La protesta di una mamma per la scuola senza riscaldamento finisce prima sui social, poi sulla scrivania del sindaco in forma di lettera e infine diventa un caso politico. Secondo i genitori, nelle aule della scuola Mazzini Capograssi non sarebbero stati raggiunti nemmeno i 12 gradi in questi giorni, anche se il problema sembrerebbe trascinarsi da circa un mese. «Stamane mia figlia Viola è andata a scuola felice perché stanno terminando i bigliettini di Natale», racconta la mamma. «Ma io non sono felice di saperla in aula e non per paura del Covid, perché so bene che lì le misure anticontagio sono rispettate all’ennesima potenza.
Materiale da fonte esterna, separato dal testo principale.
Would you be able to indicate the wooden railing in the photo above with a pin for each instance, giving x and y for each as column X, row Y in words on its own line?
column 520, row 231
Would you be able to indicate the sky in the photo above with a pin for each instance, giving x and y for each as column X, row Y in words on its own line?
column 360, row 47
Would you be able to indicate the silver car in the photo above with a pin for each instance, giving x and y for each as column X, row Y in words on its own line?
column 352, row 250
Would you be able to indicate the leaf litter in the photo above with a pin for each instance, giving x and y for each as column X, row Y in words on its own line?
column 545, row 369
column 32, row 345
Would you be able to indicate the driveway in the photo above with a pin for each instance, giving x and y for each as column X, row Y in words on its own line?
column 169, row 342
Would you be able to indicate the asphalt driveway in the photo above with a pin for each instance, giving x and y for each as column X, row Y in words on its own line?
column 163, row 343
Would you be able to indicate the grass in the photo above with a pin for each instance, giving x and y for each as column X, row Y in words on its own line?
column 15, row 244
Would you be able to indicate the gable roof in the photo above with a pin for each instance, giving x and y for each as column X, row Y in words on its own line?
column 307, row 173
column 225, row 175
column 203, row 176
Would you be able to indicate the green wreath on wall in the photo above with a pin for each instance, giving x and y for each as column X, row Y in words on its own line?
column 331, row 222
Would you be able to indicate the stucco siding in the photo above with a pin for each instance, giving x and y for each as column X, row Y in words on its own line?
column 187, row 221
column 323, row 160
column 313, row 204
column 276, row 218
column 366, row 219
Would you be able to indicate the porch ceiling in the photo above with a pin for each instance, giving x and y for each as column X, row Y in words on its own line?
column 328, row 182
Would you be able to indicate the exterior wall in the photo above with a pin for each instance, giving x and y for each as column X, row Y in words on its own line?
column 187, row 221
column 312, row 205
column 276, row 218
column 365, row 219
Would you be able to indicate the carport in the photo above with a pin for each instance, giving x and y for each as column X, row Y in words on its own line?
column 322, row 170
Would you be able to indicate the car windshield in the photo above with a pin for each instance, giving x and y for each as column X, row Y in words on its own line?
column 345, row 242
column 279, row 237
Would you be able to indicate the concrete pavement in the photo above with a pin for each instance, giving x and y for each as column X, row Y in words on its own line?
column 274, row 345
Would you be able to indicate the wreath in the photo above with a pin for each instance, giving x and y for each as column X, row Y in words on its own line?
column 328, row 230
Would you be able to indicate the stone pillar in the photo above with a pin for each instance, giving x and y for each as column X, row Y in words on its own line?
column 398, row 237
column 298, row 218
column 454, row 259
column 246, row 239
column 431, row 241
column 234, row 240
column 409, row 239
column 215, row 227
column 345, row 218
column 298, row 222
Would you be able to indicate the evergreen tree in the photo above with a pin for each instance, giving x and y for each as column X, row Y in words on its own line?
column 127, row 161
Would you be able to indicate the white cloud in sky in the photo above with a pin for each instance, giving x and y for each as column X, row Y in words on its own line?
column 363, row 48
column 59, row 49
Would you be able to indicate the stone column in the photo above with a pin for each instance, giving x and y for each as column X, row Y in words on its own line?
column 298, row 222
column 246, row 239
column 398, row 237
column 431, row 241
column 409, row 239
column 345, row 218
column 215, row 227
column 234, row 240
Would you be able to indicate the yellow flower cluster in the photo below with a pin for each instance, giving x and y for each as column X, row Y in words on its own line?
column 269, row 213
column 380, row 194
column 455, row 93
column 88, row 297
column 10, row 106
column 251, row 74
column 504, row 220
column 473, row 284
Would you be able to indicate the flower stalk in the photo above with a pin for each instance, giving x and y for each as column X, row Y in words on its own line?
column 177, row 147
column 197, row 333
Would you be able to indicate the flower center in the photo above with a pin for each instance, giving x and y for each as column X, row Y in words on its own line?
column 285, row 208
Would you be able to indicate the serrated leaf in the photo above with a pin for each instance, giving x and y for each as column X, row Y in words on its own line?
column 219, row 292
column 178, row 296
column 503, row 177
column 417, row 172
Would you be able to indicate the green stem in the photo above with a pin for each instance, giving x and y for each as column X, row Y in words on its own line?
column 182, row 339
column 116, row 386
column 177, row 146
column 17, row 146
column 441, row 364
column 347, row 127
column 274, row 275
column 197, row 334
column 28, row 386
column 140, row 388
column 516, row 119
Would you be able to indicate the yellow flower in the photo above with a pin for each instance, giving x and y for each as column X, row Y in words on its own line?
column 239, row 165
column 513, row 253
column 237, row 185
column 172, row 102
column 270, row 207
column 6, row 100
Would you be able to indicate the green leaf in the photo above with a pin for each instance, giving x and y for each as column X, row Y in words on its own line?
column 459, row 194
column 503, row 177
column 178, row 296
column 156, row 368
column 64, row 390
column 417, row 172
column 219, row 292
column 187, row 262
Non sono felice perché alle 8.36, in classe di mia figlia, c’erano 11 gradi e ieri nei bagni ce n’erano 5. Non sono felice perché vivo in una città in cui la priorità non sono i bambini, ma la pedonalizzazione di un centro storico vuoto perché durante le festività saremo in zona rossa con divieto di uscire di casa. Caro sindaco non mi venga a dire che avete bisogno di tempo per sistemare le cose perché di tempo ne avete avuto tanto: più di un mese. Faccia qualcosa». Da qui la critica del consigliere di minoranza Fabio Pingue: «Un episodio vergognoso e ancora più grave è l’assenza di scuse e di un tempestivo intervento da parte di sindaca e giunta». (f.p.)